Was he ready to share everything? Even if he didn’t know what all that entailed yet?
He trusted his father above anyone else in the world. The death of Eli’s mom had brought them closer. Almost more like friends than father and son. They’d been there for each other, then for the Hot Rods they’d discovered and inherited in the years following.
“In here, Eli,” his dad called from the living room as if the flash of the TV, which probably aired some travel documentary, didn’t highlight the way.
“Hi.” Nothing else came to mind.
“So, you want to tell me what had you two kids peeling out of here like harebrains? Those damn engines are loud enough to have all our neighbors calling and complaining to me.” Tom London didn’t beat around the bush.
“Since when do you give a shit what Mrs. Shoff thinks of us anyway?”
“You’re right, I don’t give a damn.” Tom clicked off the TV and angled toward Eli. “But
I’ve
had enough of this sulking. I want to know what’s wrong.”
Eli sank into a comfortably worn recliner, rested his elbows on his knees and put his head in his hands. “It’s complicated, Dad.”

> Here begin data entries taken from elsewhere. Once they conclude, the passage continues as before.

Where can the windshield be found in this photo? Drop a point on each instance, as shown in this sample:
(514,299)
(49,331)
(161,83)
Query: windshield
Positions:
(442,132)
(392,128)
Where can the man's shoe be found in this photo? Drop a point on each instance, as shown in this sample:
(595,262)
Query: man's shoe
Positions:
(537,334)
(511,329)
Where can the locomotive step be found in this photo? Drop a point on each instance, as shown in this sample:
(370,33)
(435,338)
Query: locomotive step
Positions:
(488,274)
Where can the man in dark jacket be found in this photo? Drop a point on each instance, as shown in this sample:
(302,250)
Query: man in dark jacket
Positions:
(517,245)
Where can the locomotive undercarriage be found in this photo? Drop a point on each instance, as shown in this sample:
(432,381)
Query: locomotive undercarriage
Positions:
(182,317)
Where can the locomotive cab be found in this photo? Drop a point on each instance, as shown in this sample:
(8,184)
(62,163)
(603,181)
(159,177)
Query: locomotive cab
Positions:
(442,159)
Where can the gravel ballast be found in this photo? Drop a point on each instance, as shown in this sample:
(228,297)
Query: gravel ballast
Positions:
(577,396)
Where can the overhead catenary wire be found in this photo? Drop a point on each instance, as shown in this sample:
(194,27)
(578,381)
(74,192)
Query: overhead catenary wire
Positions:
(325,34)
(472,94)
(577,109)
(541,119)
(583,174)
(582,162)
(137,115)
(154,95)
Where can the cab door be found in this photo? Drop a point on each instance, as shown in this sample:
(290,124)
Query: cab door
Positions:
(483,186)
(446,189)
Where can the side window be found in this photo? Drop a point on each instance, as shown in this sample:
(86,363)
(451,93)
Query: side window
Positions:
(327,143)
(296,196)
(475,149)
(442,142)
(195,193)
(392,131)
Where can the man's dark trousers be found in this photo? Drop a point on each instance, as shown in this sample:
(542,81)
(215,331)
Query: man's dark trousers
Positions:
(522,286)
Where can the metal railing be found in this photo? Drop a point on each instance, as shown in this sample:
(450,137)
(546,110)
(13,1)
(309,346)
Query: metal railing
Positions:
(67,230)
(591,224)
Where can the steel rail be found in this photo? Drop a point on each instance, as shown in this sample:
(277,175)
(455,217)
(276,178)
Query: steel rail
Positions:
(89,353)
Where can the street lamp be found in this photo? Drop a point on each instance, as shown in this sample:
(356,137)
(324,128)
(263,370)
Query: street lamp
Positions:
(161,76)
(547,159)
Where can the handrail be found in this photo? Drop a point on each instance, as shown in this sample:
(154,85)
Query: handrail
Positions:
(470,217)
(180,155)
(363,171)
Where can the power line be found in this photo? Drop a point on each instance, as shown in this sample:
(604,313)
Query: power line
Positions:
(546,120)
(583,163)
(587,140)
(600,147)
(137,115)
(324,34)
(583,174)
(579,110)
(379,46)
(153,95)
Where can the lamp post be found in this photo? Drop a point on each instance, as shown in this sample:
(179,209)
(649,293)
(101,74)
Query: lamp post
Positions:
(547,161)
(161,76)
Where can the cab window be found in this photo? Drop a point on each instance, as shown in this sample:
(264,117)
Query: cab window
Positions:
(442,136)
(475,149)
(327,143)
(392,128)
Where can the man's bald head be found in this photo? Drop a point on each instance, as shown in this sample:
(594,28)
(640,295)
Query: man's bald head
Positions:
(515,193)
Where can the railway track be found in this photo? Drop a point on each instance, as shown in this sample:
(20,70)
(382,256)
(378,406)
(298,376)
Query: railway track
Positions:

“I’m not stupid. I’ll follow.” Tom crossed his arms.
“Are you pissed?” He narrowed his eyes at the rare irritation his father seemed to be barely containing. This wasn’t good. Hell, was he screwing up with everyone he loved lately?
“Kind of. Disappointed, actually.”
Eli hadn’t heard that tone since a bunch of them had gotten busted racing for money on a dangerous road one night in his early twenties. He’d hoped never to earn that slimy feeling in his gut again. “Why?”
“I thought you trusted me.” The statement rang with accusation.
“I do.” Eli wasn’t lying. His dad had always been there for him. Maybe he’d been stupid not to come here sooner for this talk. “It’s just…my issue affects more than me. Not sure it’s right to drag everyone else’s skeletons out in the open.”
“Is one of the Hot Rods in trouble?” Tom leaned forward in his seat. “You’ve got to tell me if they are. I can help.”
“No. Nothing like that.” He hated the relief that washed over his dad’s face. His dad had really been worried. And without facts to go on, he’d probably assumed the worst. “It’s kind of, maybe, good news. Things are changing. There’s a relationship thing happening. But it could cause some issues in the gang. That’s what’s bothering me. I don’t want to alienate anybody. I can’t lose any of them over this.”
“Are you trying to say a couple of you are pairing off?” A smile tipped the edges of Tom’s mouth for an instant. Then his dad rubbed his temples as if he had a headache. “I’ve wondered for a while which of you was going to break up the band.”
“What’s that supposed to mean?”
“You know, which guy was going to fall for Sally first.” He shrugged. “It was bound to happen sooner or later. She’s gorgeous, funny, tough, mysterious, a little sad. A potent combination. You kids screw around plenty, but not one of you has ever found something meaningful in a partner. Why do you think that is, son?”
“Very few people get as lucky as you and Mom.” The reminder of what they’d lost hurt them both. But it was the truth. The way his parents had looked at each other… Hell, his mom’s heart monitor had soared every time his dad had showed up to take a shift by her bed at the hospital.
“Maybe.” Even now Tom smiled when he thought of his wife. He still wore his wedding ring. Swore he’d go to his grave with the simple band hugging his finger. “Personally, I think you’ve been looking in all the wrong places. Or maybe refusing to admit what you already know. After all, Joe and the crew seem to have done pretty fine for themselves, haven’t they?”
“Yeah.” Eli cleared his throat. “About them…”
His dad didn’t come to his rescue. He waited the pause out.
“Shit. Dad, did you know they’re into group stuff?” He winced as he considered the reaction he’d get or what the guys might do when they realized he’d spilled the beans on their complex relationship.
“It wasn’t obvious?” Tom reclined in his chair, spreading his legs wider as he relaxed. “Hell, for a second there you had me worried. I thought you were going to tell me something awful.”